Although Target doesn’t break out beauty sales in its annual report, those familiar with the chain estimate the category (including cosmetics, hair and skin) contributes more than $7 billion in sales — at least 10 percent of total sales. With the ramped-up department, experts think that percentage will balloon.
More than 400 stores will get the white-glove treatment by the end of 2018. Target is also expanding its Beauty Concierge Program to feature service counters where trained associates can not only answer questions and perform skin-care consultations, but also hand out samples and help with swatching — the social media phenomenon credited with boosting color cosmetics sales.
“It can be hard to do sampling in our channel, so we’ve pulled in some specialty store elements that we think are highly relatable to what our guests say they are looking for such as sampling,” said Christina Hennington, senior vice president of Beauty and Essentials, about the new beauty counter. “We have a dedicated service desk where beauty concierges can really spend time understanding the guests’ needs and are using samples and products to do color matching and sampling. We continue to invest in more labor across beauty in general across all stores so service isn’t only available to the few.” Buoyed by the success from the initial beauty concierge efforts, Target now has dedicated trained beauty experts during all open store hours.
By listening to consumers — company officials go so far as to venture into homes to study consumers — Target is also refining its assortment to put its stamp on men’s, natural personal care and South Korean-inspired products. “We are creating areas for discovery,” explained Hennington, pointing out displays such as those for trial sizes, colorful bath lines and masks. “Unique at the front of the store is an area for naturals which has done well for us, as well as mini trial items at good price points and colorful poufs, bath bombs and gels.”
With sales of men’s grooming products booming, Target is introducing a destination department in select stores with 40 slated by the end of the month. Beyond the traditional men’s legacy brands, Target has handpicked niche labels such as Rebels Refinery, Beardbrand, Byrd Hairdo and Duke Cannon. “We wanted to make a place that looks like it was meant for guys,” said Hennington. “We’re making a big bet on men’s. Men are changing, they have higher expectations and we need to deliver that as a retailer.”
Hennington said there are gaps in the mass market nudging Target merchants to uncover new brands. “If we don’t have the solution, we will find it. Our buyers are sleuths, attending trade shows and looking at social media. Some brands come to us, others we call and ask about. We want to have what people are talking about,” Hennington said, adding the company also looks at online reviews.

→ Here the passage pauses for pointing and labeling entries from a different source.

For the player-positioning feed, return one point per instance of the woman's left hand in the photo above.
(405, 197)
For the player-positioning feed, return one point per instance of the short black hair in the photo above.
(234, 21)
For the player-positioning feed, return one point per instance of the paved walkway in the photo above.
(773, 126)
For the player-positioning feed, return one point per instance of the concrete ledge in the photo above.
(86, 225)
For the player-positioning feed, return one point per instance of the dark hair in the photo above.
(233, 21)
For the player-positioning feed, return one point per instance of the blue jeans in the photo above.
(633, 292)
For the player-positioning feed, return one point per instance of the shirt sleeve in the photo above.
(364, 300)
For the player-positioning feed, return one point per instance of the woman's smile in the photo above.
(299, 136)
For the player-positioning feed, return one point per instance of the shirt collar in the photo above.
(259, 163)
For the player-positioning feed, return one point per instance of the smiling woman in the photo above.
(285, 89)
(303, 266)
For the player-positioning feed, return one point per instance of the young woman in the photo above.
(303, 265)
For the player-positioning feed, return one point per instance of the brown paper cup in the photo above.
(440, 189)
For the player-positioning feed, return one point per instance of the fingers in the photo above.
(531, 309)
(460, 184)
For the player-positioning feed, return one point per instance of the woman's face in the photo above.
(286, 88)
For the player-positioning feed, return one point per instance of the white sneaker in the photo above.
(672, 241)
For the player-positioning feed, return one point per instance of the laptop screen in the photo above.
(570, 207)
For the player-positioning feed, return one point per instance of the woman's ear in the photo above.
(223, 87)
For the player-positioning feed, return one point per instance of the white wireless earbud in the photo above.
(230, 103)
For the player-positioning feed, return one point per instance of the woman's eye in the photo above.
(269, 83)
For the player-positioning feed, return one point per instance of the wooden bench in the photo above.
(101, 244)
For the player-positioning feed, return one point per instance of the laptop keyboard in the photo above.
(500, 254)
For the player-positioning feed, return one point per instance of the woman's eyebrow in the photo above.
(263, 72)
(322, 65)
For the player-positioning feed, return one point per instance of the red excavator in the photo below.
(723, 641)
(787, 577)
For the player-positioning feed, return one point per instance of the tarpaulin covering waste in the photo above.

The outposts in Target’s fresh look also help the chain react to trends swiftly. With complicated planogram resets typical of the mass market, retailers haven’t been able to jump onto emerging beauty styles. “The little hot spots let us get trend stories out. We are presenting key trends rather than brand stories such as a dry shampoo destination or top 10 contouring solutions. Based on our research that’s how our guests are shopping,” Hennington concluded.